1130PM — Head down to the street.

Youth chill in the evening air:

Youth in Barcelona

Midnight — arrive back at Mariano's. Total distance walked, 17.8KM.

Area walked, September 5, 2017

Spain Diary, 2017

DAY 1

Direct from YYZ to BCN. Easy flight — aren't they all? SIM card. Sandwich. Metro to AirBnB. Marble stairs, 3 flights. The door is huge + heavy. Piotr shakes my hand, shows me the room, explains the fussy shower. Walk to a cafe. Juice and a frittata. So good! The busiest streets I've ever seen. Scooters everywhere. Youth chill in the evening air.

Youth in Barcelona

2

Morning Frittata. Clean air and spacious side streets. Bookstores. Beautiful editions of Chandler and James M. Cain. Walk to the park. I give coins to a singer of Delta blues. Gaudi's bedroom is uncannily calming. Cocktails at Elephanta with Anabel Caravaca and Jean Rhys. Good Morning, Midnight.

Antoni Gaudí's Bedroom

3

Train to Valencia. Another AirBnB, this one more "factory." Museums. Basilicas. Much porcelain. Grotesques and gargoyles abound. Delicious Charcuterie and the worst Martini I've ever had. I am older than the Font Del Túria, but it has me beat in beauty, poise, and bird shit.
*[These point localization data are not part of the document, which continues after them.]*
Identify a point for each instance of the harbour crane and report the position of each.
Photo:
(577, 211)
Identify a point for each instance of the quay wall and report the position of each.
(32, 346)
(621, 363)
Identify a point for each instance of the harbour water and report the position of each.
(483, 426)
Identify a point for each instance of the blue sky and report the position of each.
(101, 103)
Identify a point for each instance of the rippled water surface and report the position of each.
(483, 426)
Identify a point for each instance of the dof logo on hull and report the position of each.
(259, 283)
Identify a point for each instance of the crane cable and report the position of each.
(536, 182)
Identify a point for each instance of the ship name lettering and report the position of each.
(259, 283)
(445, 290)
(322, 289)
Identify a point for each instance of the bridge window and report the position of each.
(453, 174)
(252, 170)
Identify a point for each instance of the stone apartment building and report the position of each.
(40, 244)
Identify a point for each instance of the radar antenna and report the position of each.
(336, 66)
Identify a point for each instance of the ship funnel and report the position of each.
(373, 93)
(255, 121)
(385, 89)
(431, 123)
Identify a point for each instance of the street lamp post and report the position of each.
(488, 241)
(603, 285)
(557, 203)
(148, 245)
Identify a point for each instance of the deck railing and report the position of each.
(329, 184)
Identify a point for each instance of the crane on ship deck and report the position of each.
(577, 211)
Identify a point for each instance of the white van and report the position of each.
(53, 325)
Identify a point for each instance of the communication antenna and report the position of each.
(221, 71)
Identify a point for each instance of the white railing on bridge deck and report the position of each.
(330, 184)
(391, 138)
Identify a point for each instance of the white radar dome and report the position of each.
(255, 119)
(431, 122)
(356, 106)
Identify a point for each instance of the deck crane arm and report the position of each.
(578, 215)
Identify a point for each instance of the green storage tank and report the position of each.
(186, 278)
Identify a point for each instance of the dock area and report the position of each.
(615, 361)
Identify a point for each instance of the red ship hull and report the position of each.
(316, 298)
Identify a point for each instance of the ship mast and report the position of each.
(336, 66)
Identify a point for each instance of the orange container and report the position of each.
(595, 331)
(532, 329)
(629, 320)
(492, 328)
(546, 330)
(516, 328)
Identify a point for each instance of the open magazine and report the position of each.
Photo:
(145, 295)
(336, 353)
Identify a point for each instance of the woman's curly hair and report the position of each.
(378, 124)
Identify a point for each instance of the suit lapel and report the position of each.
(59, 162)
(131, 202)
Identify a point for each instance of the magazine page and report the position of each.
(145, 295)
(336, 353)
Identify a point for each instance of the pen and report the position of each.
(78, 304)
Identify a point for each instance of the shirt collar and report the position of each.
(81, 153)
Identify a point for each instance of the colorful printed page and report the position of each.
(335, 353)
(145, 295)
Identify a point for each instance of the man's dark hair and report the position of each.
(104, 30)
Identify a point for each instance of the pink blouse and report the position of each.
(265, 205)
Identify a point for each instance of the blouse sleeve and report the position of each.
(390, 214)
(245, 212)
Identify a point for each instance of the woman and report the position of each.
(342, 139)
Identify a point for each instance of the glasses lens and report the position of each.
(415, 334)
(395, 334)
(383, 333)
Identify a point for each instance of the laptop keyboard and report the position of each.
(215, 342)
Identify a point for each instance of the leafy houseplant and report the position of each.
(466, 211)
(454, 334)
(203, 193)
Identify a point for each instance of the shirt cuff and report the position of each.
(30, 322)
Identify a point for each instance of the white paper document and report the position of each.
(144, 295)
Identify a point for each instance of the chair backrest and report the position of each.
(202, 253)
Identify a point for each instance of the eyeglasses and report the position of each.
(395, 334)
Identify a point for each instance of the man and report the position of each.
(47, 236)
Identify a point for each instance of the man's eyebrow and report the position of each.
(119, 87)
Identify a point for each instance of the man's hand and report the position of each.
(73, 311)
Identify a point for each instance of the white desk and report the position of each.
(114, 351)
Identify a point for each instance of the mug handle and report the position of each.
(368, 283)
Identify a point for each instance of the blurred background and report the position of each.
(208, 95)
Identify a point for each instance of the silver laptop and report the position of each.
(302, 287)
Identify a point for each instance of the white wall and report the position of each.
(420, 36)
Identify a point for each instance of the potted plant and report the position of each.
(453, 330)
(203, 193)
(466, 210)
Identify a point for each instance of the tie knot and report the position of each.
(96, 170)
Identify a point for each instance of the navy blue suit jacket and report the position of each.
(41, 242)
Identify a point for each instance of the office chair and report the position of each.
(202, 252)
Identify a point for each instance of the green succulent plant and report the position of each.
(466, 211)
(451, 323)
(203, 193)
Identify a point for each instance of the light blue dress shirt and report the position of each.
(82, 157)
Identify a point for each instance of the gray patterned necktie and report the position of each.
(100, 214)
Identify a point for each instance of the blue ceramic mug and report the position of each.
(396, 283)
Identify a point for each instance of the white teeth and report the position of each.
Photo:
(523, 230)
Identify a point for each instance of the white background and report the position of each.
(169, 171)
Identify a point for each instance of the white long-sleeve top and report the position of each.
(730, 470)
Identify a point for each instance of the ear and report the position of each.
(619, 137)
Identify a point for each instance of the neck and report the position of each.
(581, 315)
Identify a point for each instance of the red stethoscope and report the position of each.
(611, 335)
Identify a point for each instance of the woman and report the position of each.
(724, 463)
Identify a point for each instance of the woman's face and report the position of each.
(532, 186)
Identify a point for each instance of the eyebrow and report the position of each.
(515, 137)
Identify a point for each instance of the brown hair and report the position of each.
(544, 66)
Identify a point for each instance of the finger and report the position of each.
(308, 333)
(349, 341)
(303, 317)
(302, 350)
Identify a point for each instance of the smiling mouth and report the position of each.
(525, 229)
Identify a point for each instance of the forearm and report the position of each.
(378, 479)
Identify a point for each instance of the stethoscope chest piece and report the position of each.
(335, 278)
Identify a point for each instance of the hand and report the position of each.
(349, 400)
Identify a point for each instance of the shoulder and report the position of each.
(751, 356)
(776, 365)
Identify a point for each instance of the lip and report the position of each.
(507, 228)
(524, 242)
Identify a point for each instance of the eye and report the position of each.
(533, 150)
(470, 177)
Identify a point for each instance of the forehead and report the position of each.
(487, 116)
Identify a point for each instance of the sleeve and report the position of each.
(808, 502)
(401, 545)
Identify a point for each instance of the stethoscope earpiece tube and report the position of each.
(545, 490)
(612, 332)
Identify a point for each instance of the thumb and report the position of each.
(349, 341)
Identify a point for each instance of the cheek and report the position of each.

The Font Del Túria, erected in 1979.

4

Bus to Oliva. Call Joe the British cabbie. "Five minutes," he says, but is there in three. "To Anna Maria's blue house?" Si, I nod. "Are you good friends?" he asks.

"I've never met her."

A look of concern on his face. Something's amuck. Inside, I panic. I should have asked more questions before boarding that plane.

"What's wrong?" I ask.

"I don't understand."

"She's hired me to look after her cat while she travels."

"Didn't you say you were from Canada?!"

"Yes."

"And you're here for 3 months?"

"Yes."

Another look. Something is definitely amuck.

The house where I'm to live for 3 months. The sea is on the other side of those bushes.

Locked gate. I consider climbing it, but wait. Ten minutes and out she comes, saying she didn't hear me calling. Is she what I expected? What did I expect? "It's hot, let's go inside." An accent, but not a Spanish one.

She introduces Blanche, the cat. My charge. Instantly, I know she's going to be a nightmare.

Anna Maria offers lunch and I accept. Fish and rice. The two bedroom house is charming. "How long have you lived here?"

"A few months."

"And you're off on vacation so soon?"

"I'm already on vacation. This isn't my house."

"I'm sorry?"

5

She rented the house for a year. Paid in advance. After seven months, she wants to leave. "They've found me."

"Who?"

She doesn't answer. The look on her face is either, "You know who," or "I'm not sure I can trust you with that information."

She paces the kitchen holding a butter knife. "Tomorrow, Miguel will join us for lunch."

"Who's Miguel?"

"This is his house. He wants to meet you. He says he never agreed to another 'tenant'. He's not happy I've hired you. He's police." Great.

"Tomorrow? For lunch?" She nods. "But what time's your flight?" We'd agreed she'd leave the day after my arrival.

"I haven't bought my ticket yet. I was hoping you'd help me with that. No point using my phone. Lets talk about it tomorrow. You should take a walk. Get to know the area."

I walk the beach. Wonder what I've got myself into.